Trobo Shark Tank Update

In the world of educational toys, few products have captured the imagination quite like Trobo. This innovative plush toy robot, designed to foster STEM learning in children, made a memorable appearance on Shark Tank Season 7. Despite securing a deal with Robert Herjavec, Trobo’s journey was not without its challenges. In this blog post, we’ll take a closer look at the rise and fall of Trobo, and what it means for the future of educational toys.

The Trobo Pitch and Deal at Shark Tank

Trobo was the brainchild of Jeremy Scheinberg and Chris Harden, two engineers, and fathers who wanted to create an engaging educational toy for their children. The toy itself was a plush robot that could be paired with an app to provide kids with interesting facts and stories in a fun, interactive way.

When Jeremy and Chris appeared on Shark Tank, they sought $100,000 for 10% equity in their company. The sharks were initially intrigued by the product, but concerns about its high price point ($59.95) and potential lack of interest from major retailers led most of them to back out.

However, Robert Herjavec saw potential in Trobo as a content delivery tool. He offered the creators $166,000 for 33.3% equity, contingent on securing a deal with a major content provider like Dreamworks. Jeremy and Chris accepted the offer and left the tank with high hopes for their product.

Trobo Is Gone Out of Business

Despite the initial excitement surrounding Trobo, the company ultimately failed to live up to its potential. The deal with Robert Herjavec fell through, and Trobo struggled to gain traction in the highly competitive educational toy market.

Over time, the price of Trobo decreased as the company tried to attract more buyers. However, without a major content deal in place, Trobo was unable to differentiate itself from other educational toys on the market. In 2017, just two years after its Shark Tank appearance, Trobo shut down for good.

What Was Trobo Net Worth?

At the time of its Shark Tank appearance, Trobo was valued at $1 million based on the deal offered by Robert Herjavec. However, with securing additional funding or partnerships, the company was able to sustain itself long-term.

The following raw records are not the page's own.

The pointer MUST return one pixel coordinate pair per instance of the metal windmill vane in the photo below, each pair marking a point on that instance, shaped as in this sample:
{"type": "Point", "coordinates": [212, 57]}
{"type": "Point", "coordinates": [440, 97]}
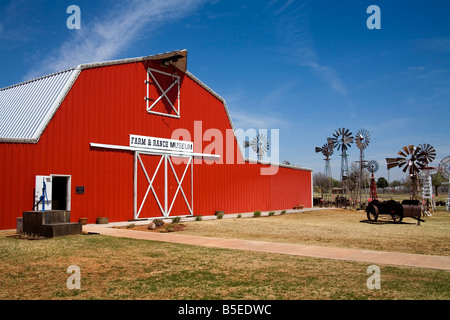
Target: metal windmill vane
{"type": "Point", "coordinates": [342, 140]}
{"type": "Point", "coordinates": [362, 139]}
{"type": "Point", "coordinates": [444, 170]}
{"type": "Point", "coordinates": [413, 159]}
{"type": "Point", "coordinates": [260, 144]}
{"type": "Point", "coordinates": [372, 167]}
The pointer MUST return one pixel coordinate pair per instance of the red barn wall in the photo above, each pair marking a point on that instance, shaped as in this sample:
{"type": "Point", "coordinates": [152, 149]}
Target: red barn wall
{"type": "Point", "coordinates": [106, 105]}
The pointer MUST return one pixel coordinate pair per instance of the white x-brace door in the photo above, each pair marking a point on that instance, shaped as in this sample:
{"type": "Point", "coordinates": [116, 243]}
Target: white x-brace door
{"type": "Point", "coordinates": [175, 82]}
{"type": "Point", "coordinates": [164, 162]}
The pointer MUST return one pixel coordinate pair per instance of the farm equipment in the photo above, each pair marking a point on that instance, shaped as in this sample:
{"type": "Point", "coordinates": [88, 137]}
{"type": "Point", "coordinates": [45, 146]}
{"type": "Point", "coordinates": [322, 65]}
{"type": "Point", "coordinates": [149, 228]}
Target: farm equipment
{"type": "Point", "coordinates": [408, 208]}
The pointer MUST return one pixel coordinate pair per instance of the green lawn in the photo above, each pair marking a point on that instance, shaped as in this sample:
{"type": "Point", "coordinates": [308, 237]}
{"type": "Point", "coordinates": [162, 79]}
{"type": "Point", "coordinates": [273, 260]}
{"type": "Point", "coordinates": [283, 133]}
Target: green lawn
{"type": "Point", "coordinates": [119, 268]}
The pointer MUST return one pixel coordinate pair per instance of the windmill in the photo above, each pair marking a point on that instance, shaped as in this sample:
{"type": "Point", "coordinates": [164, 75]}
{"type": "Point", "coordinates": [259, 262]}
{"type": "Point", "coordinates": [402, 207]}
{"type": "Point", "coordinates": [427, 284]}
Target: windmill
{"type": "Point", "coordinates": [260, 144]}
{"type": "Point", "coordinates": [327, 150]}
{"type": "Point", "coordinates": [362, 140]}
{"type": "Point", "coordinates": [428, 154]}
{"type": "Point", "coordinates": [444, 170]}
{"type": "Point", "coordinates": [413, 159]}
{"type": "Point", "coordinates": [342, 140]}
{"type": "Point", "coordinates": [372, 167]}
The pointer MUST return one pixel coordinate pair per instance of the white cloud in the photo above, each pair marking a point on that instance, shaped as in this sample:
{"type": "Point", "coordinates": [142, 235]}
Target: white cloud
{"type": "Point", "coordinates": [119, 27]}
{"type": "Point", "coordinates": [294, 32]}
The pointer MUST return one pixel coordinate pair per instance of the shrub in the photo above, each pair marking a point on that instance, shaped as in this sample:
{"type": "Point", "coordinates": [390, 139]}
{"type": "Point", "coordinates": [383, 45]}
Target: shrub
{"type": "Point", "coordinates": [219, 214]}
{"type": "Point", "coordinates": [176, 219]}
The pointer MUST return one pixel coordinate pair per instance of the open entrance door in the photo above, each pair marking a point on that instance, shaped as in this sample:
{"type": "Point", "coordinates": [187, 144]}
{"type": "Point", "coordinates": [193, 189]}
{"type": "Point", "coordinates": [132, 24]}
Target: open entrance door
{"type": "Point", "coordinates": [52, 192]}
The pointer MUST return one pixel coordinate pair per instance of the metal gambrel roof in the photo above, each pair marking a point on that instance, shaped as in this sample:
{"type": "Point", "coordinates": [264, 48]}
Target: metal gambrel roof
{"type": "Point", "coordinates": [27, 108]}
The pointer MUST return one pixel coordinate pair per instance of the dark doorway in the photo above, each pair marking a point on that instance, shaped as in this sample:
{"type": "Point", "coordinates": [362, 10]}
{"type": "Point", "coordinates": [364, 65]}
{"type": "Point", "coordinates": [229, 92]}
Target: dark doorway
{"type": "Point", "coordinates": [59, 193]}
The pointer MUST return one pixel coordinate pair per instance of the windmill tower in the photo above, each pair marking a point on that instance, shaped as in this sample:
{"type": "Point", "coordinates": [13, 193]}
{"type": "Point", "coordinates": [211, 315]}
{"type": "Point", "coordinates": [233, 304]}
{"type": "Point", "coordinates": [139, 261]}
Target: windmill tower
{"type": "Point", "coordinates": [260, 144]}
{"type": "Point", "coordinates": [342, 139]}
{"type": "Point", "coordinates": [327, 150]}
{"type": "Point", "coordinates": [372, 167]}
{"type": "Point", "coordinates": [444, 169]}
{"type": "Point", "coordinates": [362, 140]}
{"type": "Point", "coordinates": [428, 154]}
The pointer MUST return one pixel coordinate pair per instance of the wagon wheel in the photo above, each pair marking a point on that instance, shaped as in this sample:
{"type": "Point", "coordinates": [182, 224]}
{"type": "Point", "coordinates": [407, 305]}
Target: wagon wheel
{"type": "Point", "coordinates": [397, 213]}
{"type": "Point", "coordinates": [372, 213]}
{"type": "Point", "coordinates": [397, 217]}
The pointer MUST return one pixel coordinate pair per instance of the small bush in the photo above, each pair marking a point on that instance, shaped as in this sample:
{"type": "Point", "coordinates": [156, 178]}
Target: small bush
{"type": "Point", "coordinates": [176, 219]}
{"type": "Point", "coordinates": [219, 214]}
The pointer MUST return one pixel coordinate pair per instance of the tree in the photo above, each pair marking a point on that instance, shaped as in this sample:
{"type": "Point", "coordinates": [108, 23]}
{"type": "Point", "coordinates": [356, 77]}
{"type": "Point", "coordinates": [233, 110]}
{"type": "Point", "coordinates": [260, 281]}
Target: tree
{"type": "Point", "coordinates": [395, 184]}
{"type": "Point", "coordinates": [382, 183]}
{"type": "Point", "coordinates": [321, 181]}
{"type": "Point", "coordinates": [436, 181]}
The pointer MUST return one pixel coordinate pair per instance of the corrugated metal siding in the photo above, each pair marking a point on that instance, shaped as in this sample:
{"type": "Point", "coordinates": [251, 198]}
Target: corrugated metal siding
{"type": "Point", "coordinates": [26, 108]}
{"type": "Point", "coordinates": [105, 105]}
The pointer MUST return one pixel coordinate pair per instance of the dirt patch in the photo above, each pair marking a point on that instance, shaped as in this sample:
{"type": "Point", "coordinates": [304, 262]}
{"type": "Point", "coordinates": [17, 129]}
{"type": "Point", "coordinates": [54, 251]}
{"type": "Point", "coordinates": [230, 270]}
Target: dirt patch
{"type": "Point", "coordinates": [167, 227]}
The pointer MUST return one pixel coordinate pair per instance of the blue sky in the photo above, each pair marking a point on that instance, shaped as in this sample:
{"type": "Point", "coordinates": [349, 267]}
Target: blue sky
{"type": "Point", "coordinates": [306, 68]}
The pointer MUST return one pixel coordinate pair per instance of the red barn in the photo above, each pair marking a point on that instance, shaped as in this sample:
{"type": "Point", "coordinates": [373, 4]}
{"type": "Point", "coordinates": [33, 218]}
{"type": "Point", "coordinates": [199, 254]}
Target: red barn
{"type": "Point", "coordinates": [130, 139]}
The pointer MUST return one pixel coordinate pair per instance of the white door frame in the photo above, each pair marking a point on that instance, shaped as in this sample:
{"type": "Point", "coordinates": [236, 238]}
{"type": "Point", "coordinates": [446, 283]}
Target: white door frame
{"type": "Point", "coordinates": [164, 154]}
{"type": "Point", "coordinates": [164, 208]}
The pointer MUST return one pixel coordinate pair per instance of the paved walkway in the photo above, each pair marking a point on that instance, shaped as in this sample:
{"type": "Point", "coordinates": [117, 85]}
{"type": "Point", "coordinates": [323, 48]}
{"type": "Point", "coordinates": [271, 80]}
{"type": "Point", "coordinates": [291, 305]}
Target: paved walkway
{"type": "Point", "coordinates": [366, 256]}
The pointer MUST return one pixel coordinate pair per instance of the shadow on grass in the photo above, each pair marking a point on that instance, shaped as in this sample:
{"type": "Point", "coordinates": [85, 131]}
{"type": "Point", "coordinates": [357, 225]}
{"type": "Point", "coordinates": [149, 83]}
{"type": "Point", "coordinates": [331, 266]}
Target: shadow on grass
{"type": "Point", "coordinates": [381, 222]}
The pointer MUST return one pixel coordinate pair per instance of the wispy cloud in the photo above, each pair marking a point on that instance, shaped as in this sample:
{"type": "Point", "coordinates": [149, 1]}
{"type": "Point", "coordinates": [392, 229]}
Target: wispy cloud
{"type": "Point", "coordinates": [438, 45]}
{"type": "Point", "coordinates": [119, 27]}
{"type": "Point", "coordinates": [295, 35]}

It’s difficult to say exactly what Trobo’s net worth was at the time of its closure, but it’s clear that the company was unable to generate sufficient revenue to stay afloat. The educational toy market is notoriously challenging, with many products struggling to gain traction despite initial buzz.

Business Overview

Trobo’s story is a cautionary tale for entrepreneurs looking to break into the educational toy market. While the product itself was innovative and engaging, the company faced significant challenges in terms of pricing, distribution, and content partnerships.

One of the key issues facing Trobo was its high price point. At $59.95, the toy was significantly more expensive than many other educational toys on the market. This made it difficult for the company to attract budget-conscious parents, especially given the abundance of free or low-cost educational content available online.

Another challenge for Trobo was distribution. While the company had secured some initial orders from small and medium-sized retailers, it struggled to gain traction with larger chains. Without the backing of a major retailer, Trobo found it difficult to reach a wider audience and generate significant sales.

Finally, Trobo’s inability to secure a content partnership with a major player like Dreamworks proved to be a significant obstacle. Access to engaging, high-quality content is necessary for the toy to differentiate itself from other educational products on the market.


The rise and fall of Trobo is a fascinating case study of the challenges facing educational toy startups. While the product itself was innovative and engaging, the company ultimately failed to overcome the significant obstacles it faced in terms of pricing, distribution, and content partnerships.

For entrepreneurs looking to break into this space, the Trobo story offers valuable lessons about the importance of realistic pricing, strong distribution partnerships, and compelling content. By learning from Trobo’s successes and failures, future educational toy makers can position themselves for long-term success in this challenging but rewarding market.